Saudara, harga yang berubah-ubah akan membingungkan si pembeli. Ketika diskon datang, pasti semua merasa senang. Tetapi kemudian pembeli menjadi berpikir lagi,’ Yang lalu sudah keburu beli, sayang ya. Mustinya belinya ketika diskon saja.’ Perasaan galau muncul. Apakah harus beli lagi (mumpung diskon)? Begitulah harga di toko. Bisa berubah-ubah dan membingungkan pembelinya. Tapi ada satu hal yang harganya tidak pernah berubah, sekarang dan selama-lamanya. Harga itu tak terjangkau oleh kita. Tidak mungkin kita membelinya, dengan apapun yang kita miliki. Tidak ternilai harganya dan begitu luar biasa. Semahal itu pun, hal itu diberikan GRATIS untuk kita yang percaya. Itulah KESELAMATAN ! Dan itulah BERKAT BESAR berjalan bersama TUHAN YESUS. Kesempatan untuk menjadi ANAK BAPA di Surga. Apakah kita senantiasa ingat akan harganya ? Seharusnya kita menjawab : Ya. Jangan pernah lupakan harganya.
Saudara, pemberian keselamatan dari TUHAN itu gratis. Oleh sebab itu jalanilah hari-hari kita dalam tahun ini dengan bertingkah laku menyenangkan hati-NYA.

Dengan apa kan kubalas
Segala kebaikan-MU
Segenap hatiku menyembah-MU YESUS
Ku bersyukur pada-MU s’lamanya

Ary dan Ester Handoko

Basuhlah, bersihkanlah dirimu, jauhkanlah perbuatan-perbuatanmu yang jahat dari depan mata-KU

Yesaya 1 : 16a

Saudara yang terkasih, 

Seorang teman diluar kota memberi laporan pandangan mata tentang seorang saudaranya yang tinggal serumah dengan dia. Dalam ‘curcol’nya dia berkata bahwa saudaranya itu sudah 5 hari tidak mau ganti baju. Dari hari Selasa ke hari Sabtu, saudaranya masih memakai baju yang sama, bahkan untuk tidur. Dia mandi, tetapi jarang-jarang, bisa sekitar 3 hari sekali, lalu pakai lagi baju yang sama. Baunya minta ampun, katanya. Bau itu ada di kamarnya sendiri, juga di kamar mandi, dan menyebar ke ruangan-ruangan yang lain.

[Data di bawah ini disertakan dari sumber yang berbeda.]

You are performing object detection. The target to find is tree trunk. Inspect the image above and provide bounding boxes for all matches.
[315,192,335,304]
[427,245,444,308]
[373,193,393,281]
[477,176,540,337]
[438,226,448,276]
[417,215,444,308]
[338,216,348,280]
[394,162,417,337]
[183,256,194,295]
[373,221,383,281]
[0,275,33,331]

Bukan karena tidak punya baju maka dia tidak ganti baju, bajunya banyak di lemari, tetapi malas saja ganti baju. Juga malas mandi, malas membersihkan diri. Padahal di kamar mandi peralatan mandi juga sudah disediakan lengkap.
Saudara, kisah ini benar-benar ada. Sudah tersedia segala sesuatunya untuk seseorang membersihkan diri, tetapi dia tidak mau karena faktor malas. Dan merasa ‘sudah bersih.’ Padahal orang sekeliling sangat terganggu dengan kebiasaan buruknya ini. Tentu sebenarnya dia sendiri terganggu, tetapi kemalasannya mengatasi segalanya, termasuk keinginan untuk berbenah diri.
Seperti kisah nyata diatas, kita pun sebagai anak TUHAN harus rajin membersihkan diri. Membersihkan diri dari dunia yang begitu kotor mencemari kita, dengan terus meminta ampun kepada TUHAN setiap hari. Bertobat setiap hari. Melakukan perintah-NYA dan taat pada peraturan yang sudah DIA terapkan, setiap hari, setiap saat. Bayangkan betapa ‘kotor’nya kita, bila terus menerima hal-hal yang tidak menyenangkan dari dunia ini ( termasuk segala berita buruk yang kita dengar, gosip, perlakuan yang tidak menyenangkan dari seseorang, dan lain-lain), lalu kita simpan saja di dalam hati, tanpa berniat melepaskannya.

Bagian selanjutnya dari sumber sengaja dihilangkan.